Immer öfter prangt auf Häusern Werbung. Eine Hausgemeinschaft im Hamburger Karoviertel stellt das vor ein Problem, denn sie darf mitbestimmen.

Das hätte man doch gern an der Wand, wenn es wie in dem Symbollbild hier wohl von Banksy ist Foto: Thibault Camus/picture alliance/dpa

Hamburg taz | Die gute Nachricht gleich mal vorneweg: Es gibt Vermieter, die ihre Mie­te­r*in­nen nicht bloß als graue Masse sehen, die jeden Monat Geld überweisen und ansonsten bitte schweigen soll. Wir haben so einen. Trotzdem – oder vielleicht eher gerade deswegen – hat er unsere Hausgemeinschaft, die aus zehn Parteien besteht, von denen viele seit vielen Jahren hier wohnen, kürzlich vor eine kaum einvernehmlich zu lösende Aufgabe gestellt, die da lautet: Sind wir am Ende doch käuflich?

Es fing alles an mit einem 200 Quadratmeter großen Gemälde an der bis dahin weißen und recht frisch gedämmten Hauswand in einem kleinen Quartier im Stadtteil St. Pauli, das umschlossen ist von Messe, Heiligengeistfeld mit Millerntorstadion, einem ehemaligen Schlachthof und dem Schanzenviertel. Der Kiez ist nah, die Vorstadtruhe fern. Bis November 2002 war um die Ecke der Bauwagenplatz „Bambule“, der auch über die Stadtgrenzen hinaus bekannt war.

Noch viel früher war es ein Arme-Leute-Viertel, heute nicht mehr.

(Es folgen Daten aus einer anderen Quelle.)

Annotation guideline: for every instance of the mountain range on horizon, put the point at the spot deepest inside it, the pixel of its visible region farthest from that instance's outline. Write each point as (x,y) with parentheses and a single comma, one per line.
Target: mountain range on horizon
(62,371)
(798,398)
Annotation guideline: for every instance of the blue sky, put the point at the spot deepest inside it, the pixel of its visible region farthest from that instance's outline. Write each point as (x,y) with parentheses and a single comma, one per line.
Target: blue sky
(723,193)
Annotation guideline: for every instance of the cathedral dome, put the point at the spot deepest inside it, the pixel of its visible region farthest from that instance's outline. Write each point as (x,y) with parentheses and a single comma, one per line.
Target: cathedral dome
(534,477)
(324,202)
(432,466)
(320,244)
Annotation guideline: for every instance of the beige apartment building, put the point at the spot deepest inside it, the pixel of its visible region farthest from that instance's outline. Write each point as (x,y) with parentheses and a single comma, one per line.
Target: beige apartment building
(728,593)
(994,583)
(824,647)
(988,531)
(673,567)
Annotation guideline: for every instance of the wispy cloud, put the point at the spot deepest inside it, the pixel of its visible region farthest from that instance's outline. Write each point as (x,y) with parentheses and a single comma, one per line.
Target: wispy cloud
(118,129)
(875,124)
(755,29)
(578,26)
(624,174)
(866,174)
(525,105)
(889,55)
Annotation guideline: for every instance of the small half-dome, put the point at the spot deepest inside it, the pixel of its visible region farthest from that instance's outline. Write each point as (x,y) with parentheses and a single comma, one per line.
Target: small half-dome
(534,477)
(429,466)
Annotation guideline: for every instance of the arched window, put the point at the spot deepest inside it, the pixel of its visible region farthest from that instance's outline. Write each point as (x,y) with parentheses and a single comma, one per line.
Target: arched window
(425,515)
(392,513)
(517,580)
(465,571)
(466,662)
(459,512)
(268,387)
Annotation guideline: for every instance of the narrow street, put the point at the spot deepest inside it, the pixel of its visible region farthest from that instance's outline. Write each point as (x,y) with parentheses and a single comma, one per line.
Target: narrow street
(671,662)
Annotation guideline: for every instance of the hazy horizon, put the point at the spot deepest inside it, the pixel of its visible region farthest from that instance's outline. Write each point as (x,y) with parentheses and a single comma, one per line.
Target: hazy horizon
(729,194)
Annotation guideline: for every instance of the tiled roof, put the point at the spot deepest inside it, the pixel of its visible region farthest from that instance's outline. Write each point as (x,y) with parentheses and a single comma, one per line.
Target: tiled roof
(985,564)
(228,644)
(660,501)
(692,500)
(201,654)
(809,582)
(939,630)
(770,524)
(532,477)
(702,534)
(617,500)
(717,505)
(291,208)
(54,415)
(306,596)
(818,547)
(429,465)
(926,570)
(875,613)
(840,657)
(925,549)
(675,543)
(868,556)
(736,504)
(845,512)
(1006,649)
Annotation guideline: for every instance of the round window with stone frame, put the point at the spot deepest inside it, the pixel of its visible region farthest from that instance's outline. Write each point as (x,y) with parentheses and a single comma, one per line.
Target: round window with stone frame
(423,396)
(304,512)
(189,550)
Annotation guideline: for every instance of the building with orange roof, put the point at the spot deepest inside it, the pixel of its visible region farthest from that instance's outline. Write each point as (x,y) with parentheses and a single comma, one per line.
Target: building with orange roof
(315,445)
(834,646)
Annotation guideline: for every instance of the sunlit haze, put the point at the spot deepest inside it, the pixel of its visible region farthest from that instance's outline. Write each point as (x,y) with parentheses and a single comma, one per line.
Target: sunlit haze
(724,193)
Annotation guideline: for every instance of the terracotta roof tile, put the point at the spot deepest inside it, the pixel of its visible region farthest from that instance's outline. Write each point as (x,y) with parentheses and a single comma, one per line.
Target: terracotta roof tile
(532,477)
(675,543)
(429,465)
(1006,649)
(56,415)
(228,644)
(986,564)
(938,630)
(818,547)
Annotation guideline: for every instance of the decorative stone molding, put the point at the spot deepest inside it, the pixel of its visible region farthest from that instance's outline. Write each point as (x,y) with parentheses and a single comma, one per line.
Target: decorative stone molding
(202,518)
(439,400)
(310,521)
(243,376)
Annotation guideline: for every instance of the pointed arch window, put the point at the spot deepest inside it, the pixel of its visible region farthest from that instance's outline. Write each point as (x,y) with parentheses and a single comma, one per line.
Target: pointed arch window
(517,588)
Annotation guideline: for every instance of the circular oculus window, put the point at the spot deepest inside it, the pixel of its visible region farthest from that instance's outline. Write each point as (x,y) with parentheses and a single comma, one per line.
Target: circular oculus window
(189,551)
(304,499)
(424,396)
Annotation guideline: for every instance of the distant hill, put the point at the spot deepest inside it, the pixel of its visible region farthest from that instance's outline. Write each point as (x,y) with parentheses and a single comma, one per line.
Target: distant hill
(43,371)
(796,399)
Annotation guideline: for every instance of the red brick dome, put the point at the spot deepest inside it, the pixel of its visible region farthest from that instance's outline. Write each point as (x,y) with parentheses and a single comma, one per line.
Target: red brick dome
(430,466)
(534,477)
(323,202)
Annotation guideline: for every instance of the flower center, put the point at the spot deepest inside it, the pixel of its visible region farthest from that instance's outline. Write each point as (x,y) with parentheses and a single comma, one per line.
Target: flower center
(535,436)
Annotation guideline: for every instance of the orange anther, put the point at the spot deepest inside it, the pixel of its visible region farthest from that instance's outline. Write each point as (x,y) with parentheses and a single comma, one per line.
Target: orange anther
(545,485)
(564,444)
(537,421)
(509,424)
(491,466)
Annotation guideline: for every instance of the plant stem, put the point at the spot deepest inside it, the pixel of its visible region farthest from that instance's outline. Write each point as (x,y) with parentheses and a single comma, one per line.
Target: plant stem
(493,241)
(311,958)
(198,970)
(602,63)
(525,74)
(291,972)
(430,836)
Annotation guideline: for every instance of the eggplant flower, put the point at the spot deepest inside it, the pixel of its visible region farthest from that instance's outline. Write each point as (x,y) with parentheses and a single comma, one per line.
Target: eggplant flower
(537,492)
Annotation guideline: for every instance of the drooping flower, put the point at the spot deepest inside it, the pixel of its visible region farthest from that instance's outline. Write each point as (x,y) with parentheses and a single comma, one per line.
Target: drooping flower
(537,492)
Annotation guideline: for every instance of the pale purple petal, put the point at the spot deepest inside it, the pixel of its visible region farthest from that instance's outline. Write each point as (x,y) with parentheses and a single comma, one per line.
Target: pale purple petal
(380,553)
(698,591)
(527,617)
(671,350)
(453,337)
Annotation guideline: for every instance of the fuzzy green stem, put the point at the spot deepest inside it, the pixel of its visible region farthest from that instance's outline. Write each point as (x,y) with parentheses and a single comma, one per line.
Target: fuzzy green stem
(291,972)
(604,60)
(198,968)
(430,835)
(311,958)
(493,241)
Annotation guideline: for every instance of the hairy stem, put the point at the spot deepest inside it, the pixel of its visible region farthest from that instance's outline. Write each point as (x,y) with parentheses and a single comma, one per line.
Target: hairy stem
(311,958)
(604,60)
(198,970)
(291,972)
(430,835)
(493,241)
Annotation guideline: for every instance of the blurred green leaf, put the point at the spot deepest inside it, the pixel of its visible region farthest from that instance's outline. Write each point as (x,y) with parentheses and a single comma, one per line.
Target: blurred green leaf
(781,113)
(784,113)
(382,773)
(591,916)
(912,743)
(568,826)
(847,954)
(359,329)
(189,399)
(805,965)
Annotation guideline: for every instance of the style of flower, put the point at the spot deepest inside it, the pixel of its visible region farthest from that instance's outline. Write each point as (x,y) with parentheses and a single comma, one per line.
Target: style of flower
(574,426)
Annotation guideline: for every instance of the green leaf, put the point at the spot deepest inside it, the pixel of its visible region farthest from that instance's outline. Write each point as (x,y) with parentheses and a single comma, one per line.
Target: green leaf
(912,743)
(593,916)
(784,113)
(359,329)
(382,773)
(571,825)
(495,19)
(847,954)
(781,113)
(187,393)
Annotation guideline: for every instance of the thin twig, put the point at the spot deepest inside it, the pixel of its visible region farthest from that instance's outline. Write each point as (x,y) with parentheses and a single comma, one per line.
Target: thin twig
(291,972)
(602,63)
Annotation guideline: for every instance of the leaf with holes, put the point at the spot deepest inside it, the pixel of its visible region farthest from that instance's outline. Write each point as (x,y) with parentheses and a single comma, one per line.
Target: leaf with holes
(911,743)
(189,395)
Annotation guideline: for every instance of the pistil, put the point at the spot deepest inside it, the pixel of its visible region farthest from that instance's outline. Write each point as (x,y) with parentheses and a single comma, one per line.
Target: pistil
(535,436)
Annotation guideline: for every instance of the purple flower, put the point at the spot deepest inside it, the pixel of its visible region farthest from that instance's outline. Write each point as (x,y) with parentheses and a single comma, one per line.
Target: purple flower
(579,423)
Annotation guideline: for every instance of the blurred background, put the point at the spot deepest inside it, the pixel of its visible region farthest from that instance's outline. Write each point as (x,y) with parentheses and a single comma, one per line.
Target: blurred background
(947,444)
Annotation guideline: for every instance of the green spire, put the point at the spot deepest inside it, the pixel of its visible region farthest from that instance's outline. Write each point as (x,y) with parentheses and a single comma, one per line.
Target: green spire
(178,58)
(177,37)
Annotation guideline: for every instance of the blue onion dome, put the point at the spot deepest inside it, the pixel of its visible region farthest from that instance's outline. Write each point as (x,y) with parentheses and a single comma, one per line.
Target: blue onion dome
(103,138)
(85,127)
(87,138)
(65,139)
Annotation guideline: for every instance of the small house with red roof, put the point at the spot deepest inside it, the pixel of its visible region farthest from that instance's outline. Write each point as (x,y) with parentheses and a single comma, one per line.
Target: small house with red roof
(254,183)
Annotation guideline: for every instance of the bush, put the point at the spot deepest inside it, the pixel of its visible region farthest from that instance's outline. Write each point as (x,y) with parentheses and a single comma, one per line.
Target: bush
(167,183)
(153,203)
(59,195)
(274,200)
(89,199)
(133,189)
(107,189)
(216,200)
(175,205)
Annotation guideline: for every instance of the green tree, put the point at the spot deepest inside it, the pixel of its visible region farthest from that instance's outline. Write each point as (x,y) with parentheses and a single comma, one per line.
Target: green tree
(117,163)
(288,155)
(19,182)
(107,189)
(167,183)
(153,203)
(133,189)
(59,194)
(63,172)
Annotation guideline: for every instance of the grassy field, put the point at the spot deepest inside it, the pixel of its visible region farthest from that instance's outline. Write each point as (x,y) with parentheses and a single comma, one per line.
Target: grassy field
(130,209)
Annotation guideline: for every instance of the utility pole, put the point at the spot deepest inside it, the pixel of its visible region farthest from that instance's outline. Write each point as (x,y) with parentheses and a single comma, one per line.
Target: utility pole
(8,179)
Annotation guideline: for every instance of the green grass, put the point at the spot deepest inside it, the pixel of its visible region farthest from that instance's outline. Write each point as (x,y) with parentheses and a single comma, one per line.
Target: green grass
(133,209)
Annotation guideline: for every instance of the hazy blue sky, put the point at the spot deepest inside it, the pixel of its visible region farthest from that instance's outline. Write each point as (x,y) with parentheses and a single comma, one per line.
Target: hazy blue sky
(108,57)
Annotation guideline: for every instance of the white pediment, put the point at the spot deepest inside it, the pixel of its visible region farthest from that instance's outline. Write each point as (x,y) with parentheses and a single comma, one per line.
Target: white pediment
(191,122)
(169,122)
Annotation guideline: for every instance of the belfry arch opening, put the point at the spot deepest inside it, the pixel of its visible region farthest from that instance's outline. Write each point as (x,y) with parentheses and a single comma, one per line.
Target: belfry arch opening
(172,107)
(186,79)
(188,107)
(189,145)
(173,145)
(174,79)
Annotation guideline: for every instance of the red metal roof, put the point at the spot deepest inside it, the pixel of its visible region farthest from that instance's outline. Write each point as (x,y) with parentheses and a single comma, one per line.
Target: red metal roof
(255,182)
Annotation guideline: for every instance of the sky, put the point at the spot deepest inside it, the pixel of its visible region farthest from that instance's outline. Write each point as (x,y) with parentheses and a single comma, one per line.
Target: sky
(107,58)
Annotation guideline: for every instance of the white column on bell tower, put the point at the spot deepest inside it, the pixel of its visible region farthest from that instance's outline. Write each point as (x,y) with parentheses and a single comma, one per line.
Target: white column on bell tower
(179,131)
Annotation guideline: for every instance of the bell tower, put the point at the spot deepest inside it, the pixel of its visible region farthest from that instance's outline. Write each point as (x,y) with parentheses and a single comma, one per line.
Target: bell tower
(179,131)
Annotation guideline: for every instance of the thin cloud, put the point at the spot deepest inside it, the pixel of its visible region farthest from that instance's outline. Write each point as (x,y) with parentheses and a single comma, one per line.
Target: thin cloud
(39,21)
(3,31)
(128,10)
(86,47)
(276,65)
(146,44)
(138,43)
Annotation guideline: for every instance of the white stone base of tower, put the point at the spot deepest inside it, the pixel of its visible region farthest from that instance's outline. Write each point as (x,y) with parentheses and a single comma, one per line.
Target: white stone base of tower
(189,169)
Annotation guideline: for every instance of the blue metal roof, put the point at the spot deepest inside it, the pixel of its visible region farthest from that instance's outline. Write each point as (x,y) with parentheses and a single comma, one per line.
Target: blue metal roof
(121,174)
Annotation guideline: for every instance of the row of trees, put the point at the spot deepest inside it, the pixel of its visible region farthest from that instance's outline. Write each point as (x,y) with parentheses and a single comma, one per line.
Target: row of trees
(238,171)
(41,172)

Heute findet „Hamburg Tourismus“, dass das Karoviertel mit den großen Einkaufsmeilen- und Zentren der Hansestadt mithalten könne, „aber trotzdem immer anders ist!“ Also kommen samstags viele Tourist*innen, die in den kleinen Läden unglaublich teure Aschenbecher aus den 70ern, Shirts mit „Moingiorno“-Schriftzug oder Sneaker erstehen oder bloß angucken möchten.

Unser erstes Wandbild jedenfalls sah irgendwie dynamisch aus: so eine Art kopfloses Wesen im Kleid, durch das ein Band fließt, das an aufgezwirbeltes Geschenkband erinnert. Das Thema war „Unity“ und gestaltet wurde es von Hamburger Künstler*innen. Über einen QR-Code konnten gegen Bezahlung 105 dieser Bilder runtergeladen werden, so wurde das Ganze refinanziert. Das Motto der Aktion: „In der Gemeinschaft entstanden, für die Gemeinschaft gemacht, durch die Gemeinschaft fortgeführt.“ Klingt schön. Unsere Hausgemeinschaft wurde damals zwar nicht einbezogen, aber egal, gegen Kunst an der Wand ist ja nichts zu sagen.

Auf Werbung folgt Werbung

Doch dann wurde die Sache anders weitergeführt als gedacht: Eine riesenhafte Adidas-Werbung prangte auf einmal an der Hauswand – inklusive Sneaker-Fans mit Handys und Lust auf Selfies vor Adidas-Werbung, einem Gerüst für die Spraye­r*in­nen aus Polen, die dafür engagiert wurden und später einem mit laufendem Motor vorm Haus stehenden Lastwagen samt Minihebebühne für den einsamen Mann, der die Wand ganz alleine und nur mit einem Pinsel wieder weiß streichen musste.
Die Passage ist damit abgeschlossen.